Charles was educated at Rugby and at Balliol College, Oxford (BA 1875, MA 1878) and was called to the Bar at the Inner Temple in 1876. He practised on the Northern Circuit from 1876 until 1885. He was secretary to the Royal Commission on the Sale of Benefices 1879-80. After contesting Sheffield unsuccessfully in 1879, he was elected as one of the two MPs for Sheffield in 1880. When the constituency was divided after the Redistribution of Seats Act 1885, he was elected for the new Sheffield Hallam constituency and he held it until he stood down from the Commons on 16 December 1916.
In June 1884 he voted in the minority to give the franchise to women householders.
He was briefly Parliamentary Under Secretary of State in the Home Department June 1885 to January 1886, serving under Cross, and served a further six years in that office in Salisbury’s second administration with Henry Matthews as his chief. He took Silk in 1892. In 1895 he was added to the Chairman’s panel for Standing Committees and the Speaker nominated him as deputy Chairman for Committees of the Whole House. In the same year Archbishop Benson appointed him to the office of Ecclesiastical Commissioner and Church Estates Commissioner. On 8 February 1896 he was made a member of the Privy Council.
Stuart-Wortley was the Government’s principal delegate at the International Conference on the Protection of Industrial Property and the Repression of False Trade Descriptions held in Madrid in 1890 and again at Brussels in December 1897 and December 1900,
He had married Beatrice Trollope, daughter to Thomas Adolphus Trollope and niece to the novelist, Anthony Trollope, on 16 August 1880, but she died on 26 July 1881 as result of giving birth to a daughter, Beatrice Susan Theodosia (1881-1973) on 15 July 1881.
Four and a half years later, on 6 January 1886, Stuart-Wortley married Alice Sophia Caroline (1882-1936), daughter of Sir John Millais. They shared a common love of music and are said to have played Piano Concertos by Grieg and Schumann on two Grand Pianos in their home. They had one daughter, Clare Euphemia (1889-1945). The Stuart-Wortleys were part of a circle of friends that included Frank Schuster, the art critic Claude Phillips, Lady Charles Beresford and the Elgars. His wife, Carrie, was one of Elgar’s principal muses and they conducted a correspondence which suggests that, in the guise of ‘Windflower', she was the inspiration for the Violin Concerto, the 2nd Symphony, the incomplete piano concerto and a number of other works. But she was a friend also of Alice Elgar and the two men were good friends; the couples dined together and talked politics as well as music.

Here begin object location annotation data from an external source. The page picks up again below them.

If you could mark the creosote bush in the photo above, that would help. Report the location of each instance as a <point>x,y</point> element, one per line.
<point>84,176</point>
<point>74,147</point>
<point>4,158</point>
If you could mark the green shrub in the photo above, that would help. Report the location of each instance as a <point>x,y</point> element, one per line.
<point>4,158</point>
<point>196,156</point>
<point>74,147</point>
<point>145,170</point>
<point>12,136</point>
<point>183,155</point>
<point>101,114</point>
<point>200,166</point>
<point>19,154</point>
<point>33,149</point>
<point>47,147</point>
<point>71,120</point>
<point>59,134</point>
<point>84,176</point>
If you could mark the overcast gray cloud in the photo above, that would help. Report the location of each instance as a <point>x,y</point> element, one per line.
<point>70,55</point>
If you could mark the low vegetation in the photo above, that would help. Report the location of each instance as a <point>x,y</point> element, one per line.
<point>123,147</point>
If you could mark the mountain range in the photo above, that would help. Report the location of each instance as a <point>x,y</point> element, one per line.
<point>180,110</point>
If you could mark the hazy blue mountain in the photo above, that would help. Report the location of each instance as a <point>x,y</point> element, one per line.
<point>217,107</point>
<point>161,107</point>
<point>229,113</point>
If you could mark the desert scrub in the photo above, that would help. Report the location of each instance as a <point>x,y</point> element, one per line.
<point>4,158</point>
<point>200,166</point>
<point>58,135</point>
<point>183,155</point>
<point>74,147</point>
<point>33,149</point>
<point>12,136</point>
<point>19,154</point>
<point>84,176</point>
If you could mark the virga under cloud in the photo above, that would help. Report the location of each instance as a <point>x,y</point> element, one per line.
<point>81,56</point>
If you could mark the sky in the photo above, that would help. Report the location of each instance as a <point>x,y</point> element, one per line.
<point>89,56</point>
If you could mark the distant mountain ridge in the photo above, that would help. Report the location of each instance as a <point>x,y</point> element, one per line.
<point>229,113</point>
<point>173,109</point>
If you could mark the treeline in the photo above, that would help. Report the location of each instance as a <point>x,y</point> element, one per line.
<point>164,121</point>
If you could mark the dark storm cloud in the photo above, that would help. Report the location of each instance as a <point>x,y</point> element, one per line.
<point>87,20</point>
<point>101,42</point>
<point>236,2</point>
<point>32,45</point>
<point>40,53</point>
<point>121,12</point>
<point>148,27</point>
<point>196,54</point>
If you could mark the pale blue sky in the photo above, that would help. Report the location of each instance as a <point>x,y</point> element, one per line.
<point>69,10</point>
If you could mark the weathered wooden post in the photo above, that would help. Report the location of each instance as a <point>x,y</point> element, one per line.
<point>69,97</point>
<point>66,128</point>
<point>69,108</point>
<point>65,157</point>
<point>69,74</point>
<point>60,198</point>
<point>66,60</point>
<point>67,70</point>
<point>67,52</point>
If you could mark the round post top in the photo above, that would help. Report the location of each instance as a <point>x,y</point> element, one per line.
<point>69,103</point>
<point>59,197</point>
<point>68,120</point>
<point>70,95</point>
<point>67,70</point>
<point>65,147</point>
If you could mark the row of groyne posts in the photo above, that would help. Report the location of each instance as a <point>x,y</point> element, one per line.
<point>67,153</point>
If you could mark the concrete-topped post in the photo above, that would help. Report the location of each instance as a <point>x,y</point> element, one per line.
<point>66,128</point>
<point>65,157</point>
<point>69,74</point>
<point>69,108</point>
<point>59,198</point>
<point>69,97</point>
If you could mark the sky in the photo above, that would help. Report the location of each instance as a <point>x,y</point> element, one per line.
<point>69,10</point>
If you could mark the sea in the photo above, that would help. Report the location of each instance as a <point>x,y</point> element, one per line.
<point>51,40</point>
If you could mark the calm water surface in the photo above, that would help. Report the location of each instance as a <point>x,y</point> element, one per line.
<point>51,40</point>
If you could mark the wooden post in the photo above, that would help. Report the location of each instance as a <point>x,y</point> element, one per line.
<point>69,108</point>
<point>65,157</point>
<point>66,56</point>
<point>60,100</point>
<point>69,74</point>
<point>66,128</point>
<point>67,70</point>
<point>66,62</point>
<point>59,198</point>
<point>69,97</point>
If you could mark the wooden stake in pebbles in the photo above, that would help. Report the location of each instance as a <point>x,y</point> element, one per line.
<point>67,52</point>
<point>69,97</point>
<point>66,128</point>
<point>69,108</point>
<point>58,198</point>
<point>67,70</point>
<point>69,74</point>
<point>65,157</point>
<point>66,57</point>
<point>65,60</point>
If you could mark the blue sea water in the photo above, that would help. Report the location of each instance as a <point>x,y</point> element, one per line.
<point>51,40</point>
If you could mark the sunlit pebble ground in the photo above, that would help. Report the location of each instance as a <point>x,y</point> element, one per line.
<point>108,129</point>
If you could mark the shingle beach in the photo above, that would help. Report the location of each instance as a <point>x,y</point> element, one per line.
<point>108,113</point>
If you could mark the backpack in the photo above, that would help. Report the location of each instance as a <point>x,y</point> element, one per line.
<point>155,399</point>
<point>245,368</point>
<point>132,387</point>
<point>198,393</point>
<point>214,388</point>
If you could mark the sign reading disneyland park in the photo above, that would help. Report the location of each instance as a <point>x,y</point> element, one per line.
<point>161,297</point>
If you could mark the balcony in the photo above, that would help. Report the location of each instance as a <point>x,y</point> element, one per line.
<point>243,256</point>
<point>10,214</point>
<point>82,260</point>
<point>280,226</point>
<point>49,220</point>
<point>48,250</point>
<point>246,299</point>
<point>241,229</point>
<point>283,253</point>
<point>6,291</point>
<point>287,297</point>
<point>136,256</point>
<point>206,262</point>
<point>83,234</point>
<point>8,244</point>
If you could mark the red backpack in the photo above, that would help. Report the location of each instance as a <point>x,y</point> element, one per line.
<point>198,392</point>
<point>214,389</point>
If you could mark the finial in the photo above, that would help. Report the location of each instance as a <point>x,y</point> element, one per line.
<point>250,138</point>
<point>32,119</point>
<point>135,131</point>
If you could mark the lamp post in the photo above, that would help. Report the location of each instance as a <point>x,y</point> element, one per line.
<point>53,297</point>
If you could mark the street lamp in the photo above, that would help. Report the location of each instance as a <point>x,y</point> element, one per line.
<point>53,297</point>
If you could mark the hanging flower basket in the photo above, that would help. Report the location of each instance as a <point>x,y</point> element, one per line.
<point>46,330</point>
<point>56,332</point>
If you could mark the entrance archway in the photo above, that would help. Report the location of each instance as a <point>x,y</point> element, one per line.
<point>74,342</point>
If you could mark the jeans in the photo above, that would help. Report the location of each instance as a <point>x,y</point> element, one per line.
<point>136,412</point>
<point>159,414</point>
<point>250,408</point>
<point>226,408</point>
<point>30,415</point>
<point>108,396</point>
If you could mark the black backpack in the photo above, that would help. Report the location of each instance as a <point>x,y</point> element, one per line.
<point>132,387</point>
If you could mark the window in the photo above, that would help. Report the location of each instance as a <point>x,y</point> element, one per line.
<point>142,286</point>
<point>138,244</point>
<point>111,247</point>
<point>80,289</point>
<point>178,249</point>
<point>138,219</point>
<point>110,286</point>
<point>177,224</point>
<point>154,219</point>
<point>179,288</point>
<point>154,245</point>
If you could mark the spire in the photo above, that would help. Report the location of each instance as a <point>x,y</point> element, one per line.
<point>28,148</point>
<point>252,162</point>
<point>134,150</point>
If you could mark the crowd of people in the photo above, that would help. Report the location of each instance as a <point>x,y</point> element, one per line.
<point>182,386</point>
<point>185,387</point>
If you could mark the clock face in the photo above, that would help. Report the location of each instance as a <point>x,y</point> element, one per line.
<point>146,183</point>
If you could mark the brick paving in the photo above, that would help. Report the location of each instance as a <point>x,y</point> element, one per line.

Stuart-Wortley resigned from the Commons on 16 December 1916 and was raised to the peerage on 1 January 1917 as the 1st Baron Stuart of Wortley.
In addition to the Carlton, he was a member of the Travellers, the Beef Steak, the St Stephens and the Cosmopolitan clubs. He was a director of Underground Electric Railways Company Ltd.
He died on 24 April 1926. The title became extinct.